Role of intermittent warming in reducing chilling injury in tomato : a thesis presented in partial fulfilment of the requirements for the degree of Doctor of Philosophy in Food Technology at Massey University, Palmerston North, New Zealand.
Tomatoes (Solanum lycopersicum L.) are an important crop commercially and nutritionally. Tomatoes are often harvested at the mature-green stage and handled at low temperature to facilitate postharvest storage. However, long term storage at low temperature (below 13 °C) is challenging as mature-green tomatoes are susceptible to chilling injury (CI). Chilling injury, therefore, limits the advantage of using low temperature to maintain quality of fresh tomatoes during long term storage.
Failure to develop red colour, uneven blotchy red colouration, excessive softening, and increased susceptibility to decay were found to be main CI symptoms. Different low temperature ranges affected tomatoes differentially. For a given storage duration, storage at 8 °C delayed but did not perturb red colour development, fruit held at 6 °C showed uneven blotchy red colouration and those at 2.5 °C showed a complete failure to develop red colouration and severe decay. It was suggested that there was a series of critical temperature thresholds at which different CI symptoms were induced.
An increased rate of electrolyte leakage is often considered as an indicator of chilling damage to cell membranes. This can be confused with ripening-related increase in electrolyte leakage. This study indicated that electrolyte leakage in mature-green tomatoes increased with chilling either in stored discs or fresh discs cut from stored fruit independently of ripening during long term storage.
Interruption of low temperature storage with one or more short periods of warm temperature for various periods of time (intermittent warming, IW) has been shown to reduce CI and improve keeping quality of several horticultural crops. While IW was effective in reducing CI, the responses were highly dependent on production conditions and cultivar and different symptoms of CI had independent responses to IW. The present study was undertaken to elucidate a basic mechanism (physiological response) by which IW reduces CI in tomato. IW stimulated ethylene production and reduced CI. It was suggested that IW-stimulated ethylene was required to reduce CI in tomato as also reported in some other climacteric fruit. However, blocking ethylene response of IW fruit by 1-methylcyclopropene (1-MCP) reduced chilling-induced decay indicating that reduction of CI symptoms by IW was not solely attributable to ethylene action. IW possibly has some metabolic benefit independent of ethylene.

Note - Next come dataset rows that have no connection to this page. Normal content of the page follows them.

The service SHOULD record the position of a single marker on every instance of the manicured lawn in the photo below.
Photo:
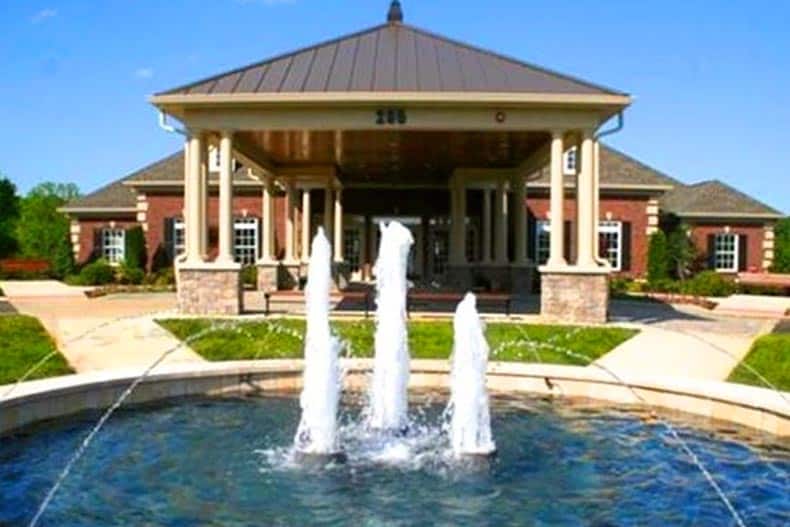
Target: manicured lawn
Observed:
(427, 340)
(23, 343)
(770, 356)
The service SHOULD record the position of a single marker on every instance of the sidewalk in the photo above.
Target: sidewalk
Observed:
(111, 332)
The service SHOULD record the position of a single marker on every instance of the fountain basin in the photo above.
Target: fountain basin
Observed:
(227, 461)
(34, 401)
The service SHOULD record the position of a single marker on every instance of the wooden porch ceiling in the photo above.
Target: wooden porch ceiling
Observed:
(416, 157)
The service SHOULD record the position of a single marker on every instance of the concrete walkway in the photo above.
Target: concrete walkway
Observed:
(113, 332)
(685, 342)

As adoption of IW in commercial situation is logistically challenging, one objective of the current study was to determine if intermittent ethylene (IE) supply during low temperature storage could be used as an alternative to IW for alleviating CI in tomato. Results suggested that IE supply was effective in reducing CI, although effectiveness was dependent on storage temperature and nature of CI symptoms. Additionally, treating tomatoes with 1-MCP in the absence of IW enhanced decay susceptibility, consistent with ethylene involvement in reducing decay during cool storage. While 1-MCP was found to reduce CI and extend storage life in many crops, our results indicated that 1-MCP may not be considered for commercial use in mature-green tomatoes before cool storage.
Overall, the positive results of ethylene application may assist the tomato industry to store tomatoes for longer periods at chilling temperatures and hence enable sea freight of tomatoes to new markets. While ethylene showed promise as a tool to reduce CI and allow fruit to develop red colour after cool storage, further research is required to determine optimum concentration, time and frequency of application, and efficiency when applied at a range of temperatures in order to derive a successful treatment that may have significant commercial applications. Additionally, while the findings are positive for a possible industry application, the magnitude of the positive effect in reducing CI needs to be determined for other tomato cultivars and fruit from other growing locations. More importantly, if the recommendation of IE application is commercially adopted, in future it will be important to investigate the effect of IE on sensory perceptions of tomato quality.